I dont know if this can be taken as a totally correct solution but : by observation I can see that a function satisfying the given condition is f(k) = k+95 (but i have to prove that it is unique...how?)Then the value of the sum is 1995

We have $ f(f(m) + f(n)) = n + f(f(m) + 95) = m + n + f(2.95)\forall m,n\in\mathbb{N}$ and if $ f(m) = f(n)$ then $ m = n$ therefore $ f(n + 1) + f(n - 1) = 2f(n)\forall n > 1$. Done!

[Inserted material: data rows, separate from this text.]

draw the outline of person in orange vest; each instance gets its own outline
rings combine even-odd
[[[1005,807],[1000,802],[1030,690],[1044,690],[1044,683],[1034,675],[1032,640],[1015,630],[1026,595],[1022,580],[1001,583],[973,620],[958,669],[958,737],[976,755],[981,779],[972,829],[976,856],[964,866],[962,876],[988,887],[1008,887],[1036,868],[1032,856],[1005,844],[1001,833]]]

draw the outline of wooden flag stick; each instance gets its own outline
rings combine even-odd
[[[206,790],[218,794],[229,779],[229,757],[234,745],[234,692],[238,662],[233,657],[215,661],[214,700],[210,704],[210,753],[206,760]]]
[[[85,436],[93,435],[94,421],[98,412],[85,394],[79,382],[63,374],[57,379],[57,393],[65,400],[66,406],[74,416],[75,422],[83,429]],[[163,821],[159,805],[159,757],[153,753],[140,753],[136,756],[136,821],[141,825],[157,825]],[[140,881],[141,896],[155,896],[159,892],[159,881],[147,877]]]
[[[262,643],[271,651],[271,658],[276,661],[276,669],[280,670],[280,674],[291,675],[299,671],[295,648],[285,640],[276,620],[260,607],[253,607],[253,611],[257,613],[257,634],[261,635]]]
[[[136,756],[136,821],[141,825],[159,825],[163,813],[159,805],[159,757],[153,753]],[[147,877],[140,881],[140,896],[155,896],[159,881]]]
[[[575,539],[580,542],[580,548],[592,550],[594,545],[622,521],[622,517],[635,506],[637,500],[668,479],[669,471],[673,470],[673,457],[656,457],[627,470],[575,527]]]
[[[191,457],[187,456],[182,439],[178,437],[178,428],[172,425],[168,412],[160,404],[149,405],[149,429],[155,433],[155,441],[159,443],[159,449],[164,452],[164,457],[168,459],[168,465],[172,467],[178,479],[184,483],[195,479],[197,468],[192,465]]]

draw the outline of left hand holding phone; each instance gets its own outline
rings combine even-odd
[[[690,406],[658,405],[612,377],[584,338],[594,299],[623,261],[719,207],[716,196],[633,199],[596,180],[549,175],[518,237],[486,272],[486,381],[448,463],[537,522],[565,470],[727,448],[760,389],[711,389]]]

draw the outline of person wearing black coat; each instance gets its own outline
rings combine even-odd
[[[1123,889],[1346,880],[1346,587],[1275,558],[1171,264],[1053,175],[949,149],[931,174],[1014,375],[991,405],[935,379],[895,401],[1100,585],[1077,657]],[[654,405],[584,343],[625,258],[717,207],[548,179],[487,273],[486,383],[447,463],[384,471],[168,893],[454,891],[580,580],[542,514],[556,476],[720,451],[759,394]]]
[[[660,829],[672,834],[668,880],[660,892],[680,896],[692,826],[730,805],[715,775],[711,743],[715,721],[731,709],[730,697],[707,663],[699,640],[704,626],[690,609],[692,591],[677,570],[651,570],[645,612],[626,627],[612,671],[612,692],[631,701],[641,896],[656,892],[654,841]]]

Today i've known a nice proof for this problem:, i will replace $95$ by $K$: - First, $1 + f(m + f(n)) = n + 1 + f(m + K) \implies f(1 + f(m + f(n))) = f(n + 1 + f(m + K)) \implies m + f(n) + f(K + 1) = m + K + f(n + K + 1) \implies f(n + K + 1) = f(n) + f(K + 1) - K$ (*) - Second, $P(m, n) is f(m + f(n)) = n + f(m + K)$: i) $P(m, K + f(n)): f(m + n + f(2K)) = f(m + f(K + f(n))) = f(n) + K + f(m + K)$ ii) Change $m, n$ in i), $f(m + n + f(2K)) = f(m) + f(n + K) + K$ Therefore, $f(m + K) + f(n) + K = f(m) + f(n + K) + K \implies f(m + K) - f(m) = f(n + K) - f(n) \implies f(n + K) - f(n) = f(K + 1) - f(1)$ (**) $$P(m, n + 1) in (**): f(n + K + 1) - f(n + 1) = f(K + 1) - f(1) \implies f(n) + f(K + 1) - K - f(n + 1) = f(K + 1) - f(1) \implies f(n + 1) - f(n) = f(1) - K$$ $$\implies f(n) - f(1) = (n - 1)(f(1) - K) \implies f(n) = n(f(1) - K) + K $$ Use it in the first, we have: (Set $a = f(1)$) $(m + f(n))(a - K) + K = n + (m + K)(a - K) + K$ $\implies f(n)(a - K) = n + K(a - K)$ $\implies (n(a - K) + K)(a - K) = n + Ka - K^2$ $\implies n(a - K)^2 = n$ So $a = K + 1$ or $a = K - 1$ Case $a = K + 1$ we get $f(n) = n + K$ Case $a = K - 1$ we get $f(n) = K - n$, let $n := 2K$ then f(2K) < 0, contradition. So there exist a unique function $f$. Done. P.s: Sorry for bump up this topic. I want to share nice idea .